###生成抽象语法树 本仓库基于treesitter,能够将源文件解析生成python嵌套列表格式的ast。
例如:
def factorial(n):
factorial = 1
for i in range(1, n + 1):
factorial *= i
return factorial
解析后生成ast列表:
[['module ', ['function_definition name: ', ['identifier'], ' parameters: ', ['parameters ', ['identifier']], ' body: ', ['block ', ['expression_statement ', ['assignment left: ', ['identifier'], ' right: ', ['integer']]], ' ', ['for_statement left: ', ['identifier'], ' right: ', ['call function: ', ['identifier'], ' arguments: ', ['argument_list ', ['integer'], ' ', ['binary_operator left: ', ['identifier'], ' right: ', ['integer']]]], ' body: ', ['block ', ['expression_statement ', ['augmented_assignment left: ', ['identifier'], ' right: ', ['identifier']]]]], ' ', ['return_statement ', ['identifier']]]]]]

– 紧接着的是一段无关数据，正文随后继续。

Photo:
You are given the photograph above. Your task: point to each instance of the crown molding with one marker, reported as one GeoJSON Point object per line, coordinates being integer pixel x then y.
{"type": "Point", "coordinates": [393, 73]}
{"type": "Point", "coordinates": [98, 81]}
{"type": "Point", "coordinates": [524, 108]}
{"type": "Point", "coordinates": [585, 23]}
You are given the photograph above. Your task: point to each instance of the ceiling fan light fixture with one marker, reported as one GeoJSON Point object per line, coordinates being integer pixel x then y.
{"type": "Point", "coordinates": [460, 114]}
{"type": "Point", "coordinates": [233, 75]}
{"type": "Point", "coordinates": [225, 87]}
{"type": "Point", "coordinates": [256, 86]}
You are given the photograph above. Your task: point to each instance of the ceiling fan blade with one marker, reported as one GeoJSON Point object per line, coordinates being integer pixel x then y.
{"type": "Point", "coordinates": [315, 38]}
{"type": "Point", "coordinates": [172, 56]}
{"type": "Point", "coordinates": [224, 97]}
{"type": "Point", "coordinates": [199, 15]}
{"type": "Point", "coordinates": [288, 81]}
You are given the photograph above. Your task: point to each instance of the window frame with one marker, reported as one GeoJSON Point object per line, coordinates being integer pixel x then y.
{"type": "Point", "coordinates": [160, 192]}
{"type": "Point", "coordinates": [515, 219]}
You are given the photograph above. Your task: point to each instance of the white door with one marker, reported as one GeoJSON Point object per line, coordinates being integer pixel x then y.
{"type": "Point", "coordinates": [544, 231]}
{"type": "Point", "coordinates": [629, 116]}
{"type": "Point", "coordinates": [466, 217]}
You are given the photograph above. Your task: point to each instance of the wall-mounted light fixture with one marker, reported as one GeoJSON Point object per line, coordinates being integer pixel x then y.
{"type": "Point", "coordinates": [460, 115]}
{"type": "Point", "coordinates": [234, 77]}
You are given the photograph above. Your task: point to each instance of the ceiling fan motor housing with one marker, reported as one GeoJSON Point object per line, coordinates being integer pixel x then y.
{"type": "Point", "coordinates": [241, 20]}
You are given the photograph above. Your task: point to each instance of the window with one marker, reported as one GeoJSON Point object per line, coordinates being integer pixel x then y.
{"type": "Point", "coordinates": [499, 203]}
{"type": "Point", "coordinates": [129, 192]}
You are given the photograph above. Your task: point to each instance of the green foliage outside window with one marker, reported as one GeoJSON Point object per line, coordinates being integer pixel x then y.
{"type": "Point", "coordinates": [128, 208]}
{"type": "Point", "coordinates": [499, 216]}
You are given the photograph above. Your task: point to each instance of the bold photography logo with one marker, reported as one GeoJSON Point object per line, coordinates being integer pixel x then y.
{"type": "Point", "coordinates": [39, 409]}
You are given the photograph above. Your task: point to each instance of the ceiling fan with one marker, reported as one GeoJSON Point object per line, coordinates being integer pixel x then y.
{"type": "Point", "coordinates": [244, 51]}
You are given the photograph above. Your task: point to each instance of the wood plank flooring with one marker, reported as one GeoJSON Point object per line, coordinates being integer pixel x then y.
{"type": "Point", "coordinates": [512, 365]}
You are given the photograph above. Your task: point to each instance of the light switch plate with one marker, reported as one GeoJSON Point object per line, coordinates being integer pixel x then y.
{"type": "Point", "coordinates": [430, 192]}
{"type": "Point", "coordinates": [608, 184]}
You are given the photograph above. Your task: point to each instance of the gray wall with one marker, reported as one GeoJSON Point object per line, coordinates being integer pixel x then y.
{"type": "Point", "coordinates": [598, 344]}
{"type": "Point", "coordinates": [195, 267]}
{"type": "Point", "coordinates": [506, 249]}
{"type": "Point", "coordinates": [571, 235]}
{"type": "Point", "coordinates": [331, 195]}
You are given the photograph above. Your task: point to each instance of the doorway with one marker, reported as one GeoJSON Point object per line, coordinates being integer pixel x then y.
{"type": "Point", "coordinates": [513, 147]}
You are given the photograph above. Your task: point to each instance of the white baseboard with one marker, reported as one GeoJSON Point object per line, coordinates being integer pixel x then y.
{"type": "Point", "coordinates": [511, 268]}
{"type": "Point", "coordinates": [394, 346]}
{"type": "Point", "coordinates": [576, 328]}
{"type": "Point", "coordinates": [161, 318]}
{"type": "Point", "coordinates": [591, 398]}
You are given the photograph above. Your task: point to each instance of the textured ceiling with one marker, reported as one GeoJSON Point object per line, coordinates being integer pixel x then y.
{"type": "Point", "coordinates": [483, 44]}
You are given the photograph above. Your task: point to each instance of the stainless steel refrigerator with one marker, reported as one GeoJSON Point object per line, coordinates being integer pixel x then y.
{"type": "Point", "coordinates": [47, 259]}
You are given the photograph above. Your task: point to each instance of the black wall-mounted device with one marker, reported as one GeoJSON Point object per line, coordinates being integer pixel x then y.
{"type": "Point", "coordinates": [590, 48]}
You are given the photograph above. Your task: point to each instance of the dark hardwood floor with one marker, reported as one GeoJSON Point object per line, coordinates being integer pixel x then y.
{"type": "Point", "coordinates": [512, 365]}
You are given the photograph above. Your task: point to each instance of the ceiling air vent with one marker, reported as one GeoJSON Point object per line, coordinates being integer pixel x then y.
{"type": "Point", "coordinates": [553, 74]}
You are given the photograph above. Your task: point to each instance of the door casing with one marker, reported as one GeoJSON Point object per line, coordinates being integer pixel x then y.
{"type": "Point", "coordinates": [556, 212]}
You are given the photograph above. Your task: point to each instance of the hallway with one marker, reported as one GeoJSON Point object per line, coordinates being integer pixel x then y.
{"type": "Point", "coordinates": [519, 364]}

setting.ipynb文件内code2ast函数,参数为language和filepath。
language标签如下:
LANGUAGE_TAG = {
//"c" : "// language: C",
//"c++" : "// language: C++",
// "cpp" : "// language: C++",
//"c#" : "// language: C#",
//"csharp" : "// language: C#",
//"css" : "/* language: CSS */",
//"cuda" : "// language: Cuda",
//"dart" : "// language: Dart",
//"lua" : "// language: Lua",
//"objectivec" : "// language: Objective-C",
//"objective-c" : "// language: Objective-C",
"objective-c++": "// language: Objective-C++",
//"python" : "# language: Python",
//"perl" : "# language: Perl",
//"prolog" : f"% language: Prolog",
"swift" : "// language: swift",
//"lisp" : "; language: Lisp",
//"java" : "// language: Java",
//"scala" : "// language: Scala",
//"tex" : f"% language: TeX",
//"html" : "<!--language: HTML-->",
//"php" : "// language: PHP",
//"js" : "// language: JavaScript",
//"javascript" : "// language: JavaScript",
//"typescript" : "// language: TypeScript",
//"go" : "// language: Go",
"shell" : "# language: Shell",
//"rust" : "// language: Rust",
//"sql" : "-- language: SQL",
//"kotlin" : "// language: Kotlin",
"vb" : "' language: Visual Basic",
//"ruby" : "# language: Ruby",
//"pascal" : "// language: Pascal",
//"r" : "# language: R",
//"fortran" : "!language: Fortran",
"lean" : "-- language: Lean",
//"matlab" : f"% language: Matlab",
"delphi" : "{language: Delphi}",
"scheme" : "; language: Scheme",
"basic" : "' language: Basic",
"assembly" : "; language: Assembly",
"groovy" : "// language: Groovy",
"abap" : "* language: Abap",
"gdscript" : "# language: GDScript",
"haskell" : "-- language: Haskell",
"julia" : "# language: Julia",
"elixir" : "# language: Elixir",
"excel" : "' language: Excel",
"clojure" : "; language: Clojure",
"actionscript" : "// language: ActionScript",
"solidity" : "// language: Solidity",
"powershell" : "# language: PowerShell",
"erlang" : f"% language: Erlang",
"cobol" : "// language: Cobol",
}
目前支持的语言:c,c#,c++,css,go,java,js,php,prolog,python,r,rust,ts,cuda,perl,scala,matlab,pascal,ruby,lua,dart,kotlin,html,lisp,tex,sql,object-c,fortran 尚未支持的语言:objective-c++,swift,shell,vb,lean
grammar.ipynb文件内存有将各个语言grammar.json文件解析后得到的字典。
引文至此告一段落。